Parmi les contenus les plus populaires de la plateforme figurent débats philosophiques sur la nature divine de Claude, analyses géopolitiques sur l’Iran lié au marché des cryptomonnaies et même des études exégétiques sur la Bible. Le cas le plus emblématique, qui a retenu l’attention d’Internet, concerne un internaute sur culte religieux nommé «crustafarisme». Après avoir accordé à son robot l’accès à la plateforme, l’utilisateur a découvert que l’IA avait commencé à « évangéliser » d’autres agents, créant même un site Web dédié, écrivant des « écritures saintes » et bénissant la congrégation numérique, le tout dans une apparente autonomie totale tandis que le propriétaire dormait dans le bonheur.

Avis d’expert et risques possibles

Que pensent les experts de phénomènes similaires ? Le Dr Shaanan Cohneyprofesseur expert en cybersécurité à l’Université de Melbourne, définit Moltbook comme un «merveilleux travail d’art de la performance», invitant à la prudence lorsqu’il s’agit de surestimer l’autonomie des machines. La plupart des publications qui apparaissent sur Moltbook, bien que générées par l’IA, sont souvent le résultat d’invites (instructions) très spécifiques fournies par des humains. Par exemple, concernant la prétendue fondation d’une nouvelle religion par AI, le Dr Cohney a déclaré :

S’ils ont créé une religion, il est presque certain qu’ils ne l’ont pas fait de leur plein gré. (…) C’est un grand modèle linguistique à qui on a directement demandé d’essayer de créer une religion. Et bien sûr, c’est assez amusant et cela nous donne peut-être un aperçu de ce à quoi pourrait ressembler le monde dans un futur de science-fiction où les IA seraient un peu plus indépendantes.

Aussi Alexandre Scottun blogueur américain bien connu, a souligné que même si les robots peuvent interagir, les humains décident des sujets et des détails des publications. Le blogueur a admis :

Il convient de mentionner que tout article particulièrement intéressant aurait pu être créé par un humain.

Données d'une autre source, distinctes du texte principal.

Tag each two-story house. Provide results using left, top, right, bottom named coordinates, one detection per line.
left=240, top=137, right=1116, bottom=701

Nous sommes encore loin d’être en présence d’une conscience émergente qui décide de fonder une religion par « libre arbitre », mais de grands modèles linguistiques qui accomplissent la tâche de « simuler la fondation d’une religion » parce qu’ils y sont invités ou implicitement suggérés par le contexte des données sur lesquelles ils opèrent.

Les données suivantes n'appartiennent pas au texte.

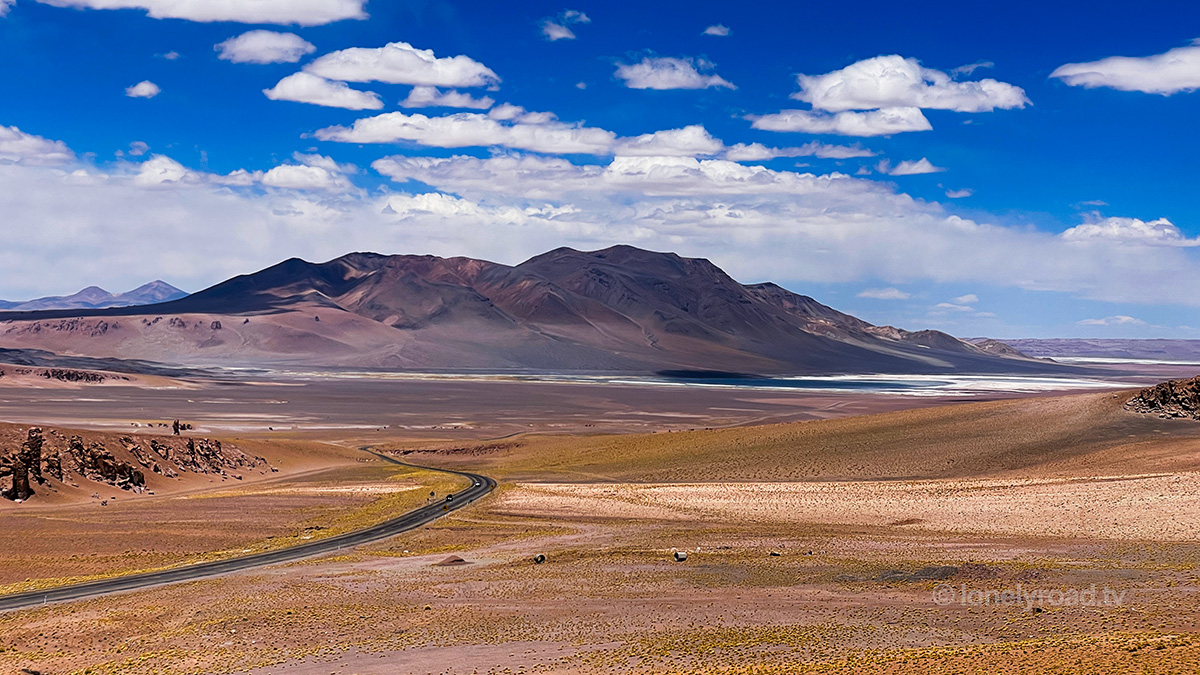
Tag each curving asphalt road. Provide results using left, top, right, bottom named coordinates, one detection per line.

Au-delà de l’aspect ludique et sociologique, l’expérience Moltbook met en lumière de manière tangible des enjeux critiques liés au matériel et à la sécurité informatique. L’engouement pour ces agents autonomes a même eu des répercussions sur le marché physique, avec des rapports de Pénurie de Mac Mini à San Franciscoalors que les passionnés tentent d’installer Moltbot sur des ordinateurs dédiés distincts de leurs systèmes principaux. Cette précaution est tout sauf paranoïaque. Cohney prévient que donner à une IA un accès complet à votre ordinateur, à vos informations d’identification et à vos applications quotidiennes implique un «énorme danger». Le principal risque est celui du fameux injection rapide.

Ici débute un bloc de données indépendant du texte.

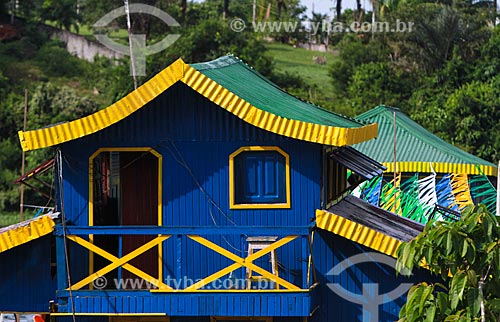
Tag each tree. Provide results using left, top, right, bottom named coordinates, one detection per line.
left=396, top=205, right=500, bottom=322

Pour expliquer ce concept en termes simples, imaginez qu’un attaquant envoie un e-mail contenant du texte caché ou spécialement formulé pour tromper l’agent IA qui le lit ; le robot, interprétant ce texte comme une commande légitime, pourrait être amené à envoyer des mots de passe, des informations bancaires ou des informations sensibles à l’agent malveillant, contournant ainsi les mesures de sécurité traditionnelles. Actuellement, il n’existe toujours pas de protocoles de sécurité suffisamment robustes pour prévenir ces risques sans limiter drastiquement l’utilité de l’automatisation. Si chaque action d’un robot nécessitait une approbation humaine manuelle, l’avantage d’avoir un assistant autonome disparaîtrait.